Results are displayed in the sentence output boxes, where the right box contains meta-information derived from the non-main columns or multi-index levels.

To navigate between results use the slider.

## Additional search logic

To chain search terms, use the 'more'-button. This opens additional search fields.
Possible logic operations are 'AND', 'OR', and 'NOT'. Each logic operation is between
two consecutive search pairs (part,value). The logic operates in a linear fashion, from the first triple downwards, e.g. for the search ``(('text','NAME') & ('part','PART1') | ('page','PAGE4'))`` each tuple (key,value) yields a boolean vector v, such that the search becomes `(v1 & v2 | v3)`. Evaluation continues for the pair `v<sub>temp</sub> = (v1 & v2)`, and finally `v<sub>res</sub>= (v<sub>temp</sub> | v3)`. The resulting boolean vector is used to reduce the full data to the dataframe containing the search result.

# Search words of similar context

To find words which occur in a similar context in the corpus, a simple machine-learning module is provided. The module is based on [Gensims word2vec](https://github.com/RaRe-Technologies/gensim) and uses `difflib` for words
which are not part of the training dictionary.

Import the machine-learning module using
```python
from corpussearch import ml as corML
```

Instantiate with path to source file, as above. Additionally, you need to provide the language of the corpus, to remove stop-words and normalize the text (currently Greek, Latin, English and German are supported).

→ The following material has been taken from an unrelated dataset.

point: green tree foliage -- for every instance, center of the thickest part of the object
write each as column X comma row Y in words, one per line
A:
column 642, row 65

The model parameters for Gensims word2vec are a tuple (a,b,c) with the following functionality:

| par | used for |
|:---|:---:|
| a | number of workers |
| b | minimal occurrence of a word |
| c | feature size |


Optionally, you can enable the display of logging messages by `showLogging = True`.
```python
ml = corML(
'./path/to/dataframe/file.pickle',
language='german',
showLogging=True,
model_params=(4,1,5)
)
```

To train the model use
```python
ml.trainModel()
```

This automatically performs all necessary steps: It cleans the text column, creates a training_data column, and builds the vocabulary for the model.

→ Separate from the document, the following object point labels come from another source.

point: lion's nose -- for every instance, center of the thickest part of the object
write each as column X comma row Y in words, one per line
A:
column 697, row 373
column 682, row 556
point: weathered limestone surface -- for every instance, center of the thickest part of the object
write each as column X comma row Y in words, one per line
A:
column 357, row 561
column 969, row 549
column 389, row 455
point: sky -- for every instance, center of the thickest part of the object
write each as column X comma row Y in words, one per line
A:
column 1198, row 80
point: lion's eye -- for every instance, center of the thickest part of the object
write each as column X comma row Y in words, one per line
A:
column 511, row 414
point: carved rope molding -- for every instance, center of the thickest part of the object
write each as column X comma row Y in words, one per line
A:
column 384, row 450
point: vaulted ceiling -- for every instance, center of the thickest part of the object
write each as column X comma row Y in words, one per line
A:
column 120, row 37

To find words of similiar context just enter any word
```python
ml.getSimilarContext('searchterm')
```
If the search term is not contained in the dictionary, `difflib` tries to find a similar word, and performs the search for this word. The result is a list of words with their respective similarity weight.

# Visualization

**Attention:** *work in progress*

To visualize results of a search in Jupyter Notebooks you can use the `visualize` module.
```python
from corpussearch import vis as corVis
```
It is initialized with any result dataframe of a search and a label, which describes the search in the corpus.
```python
vis = corVis(
result_dataframe
'description of search'
)
```

A GUI allows to select which column of the dataframe to use for plotting. If, for example, dates are provided with the corpus, one could plot a distribution of publications per year.

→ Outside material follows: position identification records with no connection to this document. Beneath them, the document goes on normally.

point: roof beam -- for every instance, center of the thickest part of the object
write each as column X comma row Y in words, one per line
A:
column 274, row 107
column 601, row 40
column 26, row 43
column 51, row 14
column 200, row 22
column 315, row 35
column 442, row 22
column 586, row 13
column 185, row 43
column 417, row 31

If the number of unique values for a column is of the order of the size of the dataframe, a warning is printed and no plotting occurs.

Additionally, the user can select the option `lambda function` to enter a custom function to operate on a column, which is then used for plotting. The format to enter is a tuple `(a,b)` with `a:` the column name to operate on, and `b:` the function (as a function of row) to apply to the column. Formating of the function depends on the column values, e.g. `row[:4]` for the first four characters of a string, or `row < 10` for integer comparison. The resulting new column can be checked by
```python
vis.resultDF.lambda_func
```
If the lambda function fails to create a new column, a warning is printed and a new column with `None` values is returned.